Given the conflicting testimony, the questions of whether the City's articulated reasons for its challenged actions were false and whether the City's actions were motivated by something other than those reasons turn on findings of credibility, a traditional function of the jury. See Anderson v. Liberty Lobby, Inc., 477 U.S. 242, 255 (1986) ("Credibility determinations, the weighing of the evidence, and the drawing of legitimate inferences from the facts are jury functions, not those of a judge, whether he is ruling on a motion for summary judgment or for a directed verdict."); Texas Dep't of Cmty. Affairs v. Burdine, 450 U.S. 248, 255 n. 8 (1981) (recognizing the nature of the "elusive factual question of intentional discrimination"); Golden Eagle Archery, Inc. v. Jackson, 116 S.W.3d 757, 761 (Tex. 2003) (credibility determinations, weighing of the evidence, and drawing reasonable inferences from the facts are jury functions); Casso v. Brand, 776 S.W.2d 551, 558 (Tex. 1989) (when credibility of affiant likely to be dispositive in resolution of case, summary judgment is not appropriate); see also Reeves, 530 U.S. at 141 (citation omitted) (fact finder in discrimination cases faces questions that are "both sensitive and difficult" and "there will seldom be `eyewitness' testimony as to the employer's mental processes").

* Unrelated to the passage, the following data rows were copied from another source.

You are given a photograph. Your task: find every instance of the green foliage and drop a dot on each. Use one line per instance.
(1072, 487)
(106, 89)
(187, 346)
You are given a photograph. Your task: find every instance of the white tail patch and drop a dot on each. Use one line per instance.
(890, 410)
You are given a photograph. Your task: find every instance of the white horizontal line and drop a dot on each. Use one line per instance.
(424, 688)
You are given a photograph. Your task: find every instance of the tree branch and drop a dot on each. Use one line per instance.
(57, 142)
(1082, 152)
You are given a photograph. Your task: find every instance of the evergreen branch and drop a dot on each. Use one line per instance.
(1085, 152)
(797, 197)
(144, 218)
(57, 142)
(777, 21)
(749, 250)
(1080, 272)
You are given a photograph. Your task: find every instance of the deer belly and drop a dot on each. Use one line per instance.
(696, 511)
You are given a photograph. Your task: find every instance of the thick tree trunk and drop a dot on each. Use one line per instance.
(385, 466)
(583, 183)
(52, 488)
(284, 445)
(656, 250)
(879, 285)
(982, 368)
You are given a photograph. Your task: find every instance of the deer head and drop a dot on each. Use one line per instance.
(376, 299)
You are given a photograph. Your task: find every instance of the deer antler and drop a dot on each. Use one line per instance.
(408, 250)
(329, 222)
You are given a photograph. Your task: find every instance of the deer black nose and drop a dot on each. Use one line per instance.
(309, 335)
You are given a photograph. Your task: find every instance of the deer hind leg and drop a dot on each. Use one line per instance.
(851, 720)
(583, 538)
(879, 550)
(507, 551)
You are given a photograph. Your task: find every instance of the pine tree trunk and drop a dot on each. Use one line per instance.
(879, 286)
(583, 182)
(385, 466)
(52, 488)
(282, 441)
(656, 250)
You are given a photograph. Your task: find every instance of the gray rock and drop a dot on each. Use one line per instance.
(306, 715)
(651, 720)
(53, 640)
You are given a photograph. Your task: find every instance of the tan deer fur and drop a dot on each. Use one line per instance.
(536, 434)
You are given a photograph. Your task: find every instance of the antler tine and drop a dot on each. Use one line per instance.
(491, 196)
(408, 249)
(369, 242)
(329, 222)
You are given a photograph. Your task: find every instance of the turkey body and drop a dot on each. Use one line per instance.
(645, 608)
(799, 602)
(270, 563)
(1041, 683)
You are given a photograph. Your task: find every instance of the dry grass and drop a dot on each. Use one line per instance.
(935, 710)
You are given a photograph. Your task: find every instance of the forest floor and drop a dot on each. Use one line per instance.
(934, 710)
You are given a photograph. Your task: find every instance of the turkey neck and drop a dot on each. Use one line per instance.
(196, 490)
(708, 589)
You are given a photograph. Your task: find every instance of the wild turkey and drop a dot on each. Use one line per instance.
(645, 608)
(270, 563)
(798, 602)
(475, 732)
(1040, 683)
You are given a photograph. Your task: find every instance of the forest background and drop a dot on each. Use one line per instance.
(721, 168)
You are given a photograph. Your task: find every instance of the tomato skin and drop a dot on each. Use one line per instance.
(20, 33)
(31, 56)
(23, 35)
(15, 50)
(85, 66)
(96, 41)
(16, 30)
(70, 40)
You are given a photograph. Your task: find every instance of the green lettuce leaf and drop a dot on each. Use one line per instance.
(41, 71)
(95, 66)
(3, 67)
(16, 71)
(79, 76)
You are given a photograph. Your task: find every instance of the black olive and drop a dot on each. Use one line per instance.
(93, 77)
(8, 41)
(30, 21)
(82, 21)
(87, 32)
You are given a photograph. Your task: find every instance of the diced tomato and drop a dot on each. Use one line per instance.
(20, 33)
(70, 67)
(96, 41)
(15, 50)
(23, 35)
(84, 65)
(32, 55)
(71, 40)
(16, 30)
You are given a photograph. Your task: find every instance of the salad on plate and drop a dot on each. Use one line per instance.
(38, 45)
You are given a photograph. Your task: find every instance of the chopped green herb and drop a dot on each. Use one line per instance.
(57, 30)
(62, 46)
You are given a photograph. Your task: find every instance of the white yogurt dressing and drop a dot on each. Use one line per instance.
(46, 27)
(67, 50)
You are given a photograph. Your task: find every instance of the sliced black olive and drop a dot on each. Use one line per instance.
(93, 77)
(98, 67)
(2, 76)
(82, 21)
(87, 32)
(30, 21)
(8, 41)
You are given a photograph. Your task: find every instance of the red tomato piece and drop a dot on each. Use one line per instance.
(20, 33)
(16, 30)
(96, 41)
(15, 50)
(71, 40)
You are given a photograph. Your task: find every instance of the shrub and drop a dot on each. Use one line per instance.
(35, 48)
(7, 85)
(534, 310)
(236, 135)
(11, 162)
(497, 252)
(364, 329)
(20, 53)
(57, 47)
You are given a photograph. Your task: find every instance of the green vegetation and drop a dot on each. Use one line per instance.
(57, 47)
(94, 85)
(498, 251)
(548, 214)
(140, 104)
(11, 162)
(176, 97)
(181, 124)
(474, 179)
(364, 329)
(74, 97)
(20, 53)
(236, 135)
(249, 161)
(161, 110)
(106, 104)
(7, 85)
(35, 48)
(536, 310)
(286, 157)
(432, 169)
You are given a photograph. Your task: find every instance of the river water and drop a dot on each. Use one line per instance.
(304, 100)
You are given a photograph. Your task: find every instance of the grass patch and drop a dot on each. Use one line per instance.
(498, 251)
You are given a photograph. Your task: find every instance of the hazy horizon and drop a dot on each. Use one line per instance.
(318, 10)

When genuine issues of fact exist, summary judgment is not appropriate. My disagreement with the majority on the facts and the inferences that should or can be drawn from the facts — as adduced in this case — illustrates that a fact finder needs to decide whether the City's adverse employment actions against Acosta were in retaliation for his protected activities. I would conclude that the record contains ample evidence that — on this record — a reasonable fact finder could find that the City's articulated reasons for its actions were pretextual and false and, therefore, that the City failed to conclusively prove that it had legitimate, non-retaliatory reasons for its actions to be entitled to summary judgment. See Willrich, 28 S.W.3d at 24; Cooke, 149 S.W.3d at 705. I would reverse the trial court's summary judgment in favor of the City and remand for a trial on the merits or other proceedings.